The controversial leader is also said to have a harem of women who willingly sleep with him, believing that they will 'be healed' by having sex with the 57-year-old - who they apparently call 'Vanguard'.

The women are branded with the initials KR - after NXIVM founder Keith Raniere. NXIVM has chapters in the US, Canada and Mexico, and has tried to expand to Ireland.

They also attempted to recruit and hold indoctrination seminars in the UK. Former 'cult' member Dones said Sara Bronfman flew NXIVM teachers to Belfast, in Northern Ireland, on a private plane to try to get a NXIVM center established.

'Because of Sara's constant need to publicly worship Raniere, she was out of rapport with the people of Belfast who thought it was too much like a cult,' said Dones.

'The center was never established.'

NXIVM leaders deny the allegations that their group is a cult.

Since the allegations emerged Raniere has moved from his Albany, New York home to Mexico.

Sources say he fled to escape both the limelight of adverse publicity and the possibility of being arrested.

US law enforcement is reportedly investigating Raniere and is focused on allegations of blackmail and coercive practices including branding.'

Parlato, who has worked to expose the workings of the 'cult', said: 'I have spoken to at least a dozen escaped members.

'I have seen many texts including correspondence between a 'master' and a 'slave'. I believe there are currently 70 or 80 women in the cult now - but not all of them have been branded.

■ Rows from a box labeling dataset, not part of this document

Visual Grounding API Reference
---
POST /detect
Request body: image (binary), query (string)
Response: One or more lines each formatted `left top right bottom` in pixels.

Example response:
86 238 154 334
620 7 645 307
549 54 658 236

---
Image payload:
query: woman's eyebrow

'You don't get branded right away. The branding is done by surprise and without disclosure.'

Parlato said Raniere uses self-help courses to recruit rich, famous or good-looking women to his inner circle.

He said he was retained by NXIVM without a full picture of its acivities.

DailyMail.com has reached out to the Dalai Lama's office for comment on the NXIVM event and Dhonden's involvement, but received no response.

Calls and emails to Sara Bronfman and to Dhonden's legal counsel were not returned.

It is not known what the outcome of the Dalai Lama Trust's investigation is or whether they have reached any conclusions regarding Dhonden.

In recent weeks Dhonden, who lives in La Jolla, outside San Diego, California, has vigorously denied the corruption accusation, which was made by a Seattle-based philanthropist. He has not publicly responded to the other allegations.